<h2>07 로지스틱 회귀

<h4>[위스콘신 유방암 데이터 세트 생성]

In [9]:
import pandas as pd
import matplotlib.pyplot as plt
%matplotlib inline

from sklearn.datasets import load_breast_cancer
from sklearn.linear_model import LogisticRegression

cancer = load_breast_cancer()

<h4>[정규 분표 형태의 표준 스케일링 적용]

In [10]:
from sklearn.preprocessing import StandardScaler
from sklearn.model_selection import train_test_split

# StandardScaler( )로 평균이 0, 분산 1로 데이터 분포도 변환
scaler = StandardScaler()
data_scaled = scaler.fit_transform(cancer.data)

# 데이터 세트 분리
X_train , X_test, y_train , y_test = train_test_split(data_scaled, cancer.target, test_size=0.3, random_state=0)

<h4>[로지스틱 회귀를 이용해 학습 및 예측 수행]

In [11]:
from sklearn.metrics import accuracy_score, roc_auc_score

# 로지스틱 회귀를 이용하여 학습 및 예측 수행. 
# solver인자값을 생성자로 입력하지 않으면 solver='lbfgs'  
lr_clf = LogisticRegression() # solver='lbfgs'
lr_clf.fit(X_train, y_train)
lr_preds = lr_clf.predict(X_test)
lr_preds_proba = lr_clf.predict_proba(X_test)[:, 1]

# accuracy와 roc_auc 측정
print('accuracy: {0:.3f}, roc_auc:{1:.3f}'.format(accuracy_score(y_test, lr_preds),
                                                 roc_auc_score(y_test , lr_preds_proba)))

accuracy: 0.977, roc_auc:0.995


-> 출력 결과 solver가 lbfgs일 경우 정확도가 0.977, ROC-AUC가 0.995로 도출됨.

<서로 다른 solver 값으로 학습 후 성능 평가>

In [12]:
solvers = ['lbfgs', 'liblinear', 'newton-cg', 'sag', 'saga']
# 여러개의 solver값 별로 LogisticRegression 학습 후 성능 평가
for solver in solvers:
    lr_clf = LogisticRegression(solver=solver, max_iter=600) # max_iter는 solver로 지정된 최적화 알고리즘이 최적 수렴할 수 있는 최대 반복 횟수
    lr_clf.fit(X_train, y_train)
    lr_preds = lr_clf.predict(X_test)
    lr_preds_proba = lr_clf.predict_proba(X_test)[:, 1]

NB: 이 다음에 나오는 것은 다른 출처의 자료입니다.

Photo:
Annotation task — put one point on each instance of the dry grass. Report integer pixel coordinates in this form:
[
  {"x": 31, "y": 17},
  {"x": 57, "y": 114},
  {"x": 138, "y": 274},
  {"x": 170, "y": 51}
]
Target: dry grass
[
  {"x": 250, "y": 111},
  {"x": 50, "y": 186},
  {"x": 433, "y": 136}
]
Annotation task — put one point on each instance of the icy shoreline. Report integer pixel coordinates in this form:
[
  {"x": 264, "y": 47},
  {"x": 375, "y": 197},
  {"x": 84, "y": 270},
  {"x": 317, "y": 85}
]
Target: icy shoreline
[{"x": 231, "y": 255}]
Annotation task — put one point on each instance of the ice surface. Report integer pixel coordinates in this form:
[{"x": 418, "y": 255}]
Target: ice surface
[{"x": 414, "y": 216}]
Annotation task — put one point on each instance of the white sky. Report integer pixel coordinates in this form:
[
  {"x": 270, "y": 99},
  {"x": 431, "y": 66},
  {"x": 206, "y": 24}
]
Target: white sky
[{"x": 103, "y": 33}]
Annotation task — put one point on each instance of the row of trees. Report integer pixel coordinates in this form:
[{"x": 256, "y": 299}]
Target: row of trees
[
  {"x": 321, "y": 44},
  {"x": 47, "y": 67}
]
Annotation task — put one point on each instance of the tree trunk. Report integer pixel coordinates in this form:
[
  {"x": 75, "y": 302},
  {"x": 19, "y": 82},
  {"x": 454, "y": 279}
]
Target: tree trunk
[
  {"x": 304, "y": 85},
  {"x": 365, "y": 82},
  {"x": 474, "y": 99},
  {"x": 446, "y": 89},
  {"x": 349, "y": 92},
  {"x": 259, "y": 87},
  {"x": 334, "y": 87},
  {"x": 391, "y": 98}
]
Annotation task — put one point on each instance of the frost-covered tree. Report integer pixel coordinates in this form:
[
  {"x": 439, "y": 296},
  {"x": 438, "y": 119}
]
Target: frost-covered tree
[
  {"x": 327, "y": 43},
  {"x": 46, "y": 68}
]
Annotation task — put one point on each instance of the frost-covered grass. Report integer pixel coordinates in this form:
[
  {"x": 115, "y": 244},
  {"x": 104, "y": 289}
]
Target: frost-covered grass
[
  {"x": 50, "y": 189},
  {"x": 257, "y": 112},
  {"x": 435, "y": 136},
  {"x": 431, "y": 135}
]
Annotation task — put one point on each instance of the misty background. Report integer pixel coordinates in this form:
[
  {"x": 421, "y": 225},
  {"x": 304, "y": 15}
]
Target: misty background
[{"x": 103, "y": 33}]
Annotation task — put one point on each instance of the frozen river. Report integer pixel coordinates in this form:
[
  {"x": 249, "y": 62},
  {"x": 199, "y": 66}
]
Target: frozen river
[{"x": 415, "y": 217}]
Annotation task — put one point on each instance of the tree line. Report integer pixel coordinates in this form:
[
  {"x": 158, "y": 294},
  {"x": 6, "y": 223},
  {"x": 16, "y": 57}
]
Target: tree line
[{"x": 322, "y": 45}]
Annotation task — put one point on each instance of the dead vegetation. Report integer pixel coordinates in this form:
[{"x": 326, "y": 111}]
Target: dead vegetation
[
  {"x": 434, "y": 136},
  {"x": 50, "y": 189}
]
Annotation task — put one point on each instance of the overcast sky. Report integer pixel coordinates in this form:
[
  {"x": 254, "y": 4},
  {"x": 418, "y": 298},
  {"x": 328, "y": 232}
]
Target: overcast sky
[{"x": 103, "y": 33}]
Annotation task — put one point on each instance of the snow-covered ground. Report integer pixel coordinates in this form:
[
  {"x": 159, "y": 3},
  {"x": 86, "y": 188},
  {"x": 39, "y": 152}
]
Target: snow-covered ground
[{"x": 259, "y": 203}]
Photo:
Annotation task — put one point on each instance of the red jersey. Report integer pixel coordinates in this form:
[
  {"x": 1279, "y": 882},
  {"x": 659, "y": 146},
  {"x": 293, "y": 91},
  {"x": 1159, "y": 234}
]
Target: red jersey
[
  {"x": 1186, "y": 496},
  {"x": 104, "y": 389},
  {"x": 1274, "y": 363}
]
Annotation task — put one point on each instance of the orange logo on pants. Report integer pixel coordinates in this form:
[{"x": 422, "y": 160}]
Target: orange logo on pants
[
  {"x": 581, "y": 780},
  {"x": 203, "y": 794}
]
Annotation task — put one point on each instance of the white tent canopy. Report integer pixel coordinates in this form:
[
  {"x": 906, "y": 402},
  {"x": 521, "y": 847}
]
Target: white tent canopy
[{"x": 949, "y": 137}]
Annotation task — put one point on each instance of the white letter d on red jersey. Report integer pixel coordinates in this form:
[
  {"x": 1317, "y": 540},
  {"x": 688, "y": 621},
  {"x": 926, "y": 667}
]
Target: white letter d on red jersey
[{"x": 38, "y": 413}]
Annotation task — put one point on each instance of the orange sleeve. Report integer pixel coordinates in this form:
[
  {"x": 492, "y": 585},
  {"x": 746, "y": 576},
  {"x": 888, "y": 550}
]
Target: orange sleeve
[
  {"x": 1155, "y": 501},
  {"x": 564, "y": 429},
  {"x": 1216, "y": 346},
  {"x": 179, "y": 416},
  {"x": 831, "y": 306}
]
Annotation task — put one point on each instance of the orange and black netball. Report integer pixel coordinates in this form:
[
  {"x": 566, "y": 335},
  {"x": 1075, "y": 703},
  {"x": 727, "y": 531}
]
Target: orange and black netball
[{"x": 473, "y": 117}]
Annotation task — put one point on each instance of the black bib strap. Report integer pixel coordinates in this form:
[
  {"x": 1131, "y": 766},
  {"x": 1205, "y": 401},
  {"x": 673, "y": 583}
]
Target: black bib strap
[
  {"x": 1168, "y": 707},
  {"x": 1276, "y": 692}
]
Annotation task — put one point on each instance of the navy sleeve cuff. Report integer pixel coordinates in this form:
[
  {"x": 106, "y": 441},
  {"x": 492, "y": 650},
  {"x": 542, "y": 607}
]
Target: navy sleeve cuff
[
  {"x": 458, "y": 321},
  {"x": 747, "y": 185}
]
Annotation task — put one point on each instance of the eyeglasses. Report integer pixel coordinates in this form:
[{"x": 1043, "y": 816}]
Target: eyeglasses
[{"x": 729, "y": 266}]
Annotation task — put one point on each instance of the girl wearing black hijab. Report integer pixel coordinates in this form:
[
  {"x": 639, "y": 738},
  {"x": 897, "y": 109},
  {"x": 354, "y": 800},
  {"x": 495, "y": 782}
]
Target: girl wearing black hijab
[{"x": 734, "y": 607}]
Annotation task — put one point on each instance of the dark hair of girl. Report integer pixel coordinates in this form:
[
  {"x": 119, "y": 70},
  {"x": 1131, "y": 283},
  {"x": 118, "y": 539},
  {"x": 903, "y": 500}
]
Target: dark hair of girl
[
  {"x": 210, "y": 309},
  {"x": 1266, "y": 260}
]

    # accuracy와 roc_auc 측정
    print('solver:{0}, accuracy: {1:.3f}, roc_auc:{2:.3f}'.format(solver, 
                                                                  accuracy_score(y_test, lr_preds),
                                                                  roc_auc_score(y_test , lr_preds_proba)))                              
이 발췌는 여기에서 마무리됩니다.